Le cornici industriali che già avevano contraddistinto il precedente “Rampokan” qui fungono da pretesto per un'esaltazione dell'ingente portato espressivo della danza jathilan, la condensazione di un universo artistico non tanto rinnovato, quanto piuttosto ri-esplorato, traslato di coordinate fino a scoprire lati di sé tenuti finora nascosti. In cinque atti che si susseguono a mo' di opera electro, il duo fa sfoggio di grande controllo e lucidità, distillando l'essenza concreta di una tradizione che non ha perso una stilla della sua incisività.
In quest'impresa i due non procedono da soli. Complice l'aspetto performativo, i Raja Kirik si avvalgono del supporto della cantante Silir Wangi e della danza di Ari Dwianto per presentare la propria elaborazione, consci del fatto che la sola musica non avrebbe potuto avere la stessa potenza. Certo, l'aspetto coreografico si perde all'ascolto, anche così il carattere che la voce applica ai brani lascia intendere meglio il forte portato espressivo, la carica narrativa del jathilan. Carica che emerge come un fiume in piena, che i due musicisti guidano, ma non contengono mai. Non sarebbe possibile d'altronde, in queste storie di gesta ed eroi l'impatto è di primaria importanza: attorno agli acuti melismi di Wangi i due musicisti montano un articolato teatro sonoro, inizialmente limitato a una teoria di fiati caserecci e rade scansioni percussive, ma che di minuto in minuto lascia filtrare con maggiore decisione la natura elettrica del tutto, fino a quando non si prende l'esclusiva. “Sigra Sigra” da sola esemplifica perfettamente l'affinamento compositivo dei due musicisti, il loro saper essere ottimi lettori della tradizione ma validarla a loro modo, imbastendo un fitto coro di ronzii e sciami industriali che attorno alla poderosa propulsione di base accentua il senso di trance.

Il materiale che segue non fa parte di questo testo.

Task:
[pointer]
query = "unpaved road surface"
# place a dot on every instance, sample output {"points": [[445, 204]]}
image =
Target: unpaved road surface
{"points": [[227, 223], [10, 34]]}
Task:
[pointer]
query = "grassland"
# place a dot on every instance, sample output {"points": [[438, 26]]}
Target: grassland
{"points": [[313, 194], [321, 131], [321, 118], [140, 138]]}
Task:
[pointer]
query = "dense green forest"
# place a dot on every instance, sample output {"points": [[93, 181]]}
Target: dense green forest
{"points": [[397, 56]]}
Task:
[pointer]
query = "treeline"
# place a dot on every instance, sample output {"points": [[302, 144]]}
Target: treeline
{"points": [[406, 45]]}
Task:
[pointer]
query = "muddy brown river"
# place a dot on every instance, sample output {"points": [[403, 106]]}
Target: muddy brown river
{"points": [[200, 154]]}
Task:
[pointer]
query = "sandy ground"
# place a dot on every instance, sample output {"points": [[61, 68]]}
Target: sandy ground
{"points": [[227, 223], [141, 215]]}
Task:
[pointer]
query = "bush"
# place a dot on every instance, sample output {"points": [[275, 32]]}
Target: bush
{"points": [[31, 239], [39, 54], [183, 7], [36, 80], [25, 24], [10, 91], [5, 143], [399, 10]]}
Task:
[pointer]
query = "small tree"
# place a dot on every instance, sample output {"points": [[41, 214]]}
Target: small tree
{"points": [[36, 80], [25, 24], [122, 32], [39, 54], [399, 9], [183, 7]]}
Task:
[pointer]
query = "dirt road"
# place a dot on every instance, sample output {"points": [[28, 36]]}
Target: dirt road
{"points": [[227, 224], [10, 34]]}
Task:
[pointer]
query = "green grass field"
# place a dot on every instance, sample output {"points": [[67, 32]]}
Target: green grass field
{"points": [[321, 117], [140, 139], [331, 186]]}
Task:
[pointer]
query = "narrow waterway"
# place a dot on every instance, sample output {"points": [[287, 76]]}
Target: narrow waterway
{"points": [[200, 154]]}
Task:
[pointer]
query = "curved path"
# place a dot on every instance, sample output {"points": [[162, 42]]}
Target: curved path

Il nervosismo non scema di certo negli atti successivi, trova piuttosto nuove modalità per emergere, che si tratti di amplificare l'effetto drammatico della voce (le sincopi che accompagnano il recitativo di “Budhal gumuruh”, con risvolti prossimi al gamelan), o digitalizzare pesantemente i contributi dei fiati, in un crescendo massimalista dai tratti noise (“Perangan”).
La frenesia prosegue senza sosta, si fa maremoto di emozioni e conflitto vivo: “Slompret Slompret” è lotta all'ultimo colpo, le trombe del titolo chiamano allo scontro, si fanno anticipazione rabbiosa. Attorno al canto ogni occasione è buona per manipolare il suono, strisciare con piccoli rivoli sintetici prima che sopraggiunga un'autentica detonazione. Si arriva a “Waru doyong” con la forza di una clamorosa esaltazione, pronti a gustarsi l'atto solutore di una battaglia senza uguali. Sempre belligerante ma dotato di potentissimi stacchi ritmici che sottolineano gli accenti espressivi, giunge a conclusione di un'esperienza a cui sicuramente manca il lato visivo per essere gustata nella sua interezza, ma che intercetta la furia creativa di un duo al pieno del suo vigore, capace di muoversi nella storia di Giava con grandissima elasticità. Restare ipnotizzati è davvero un attimo.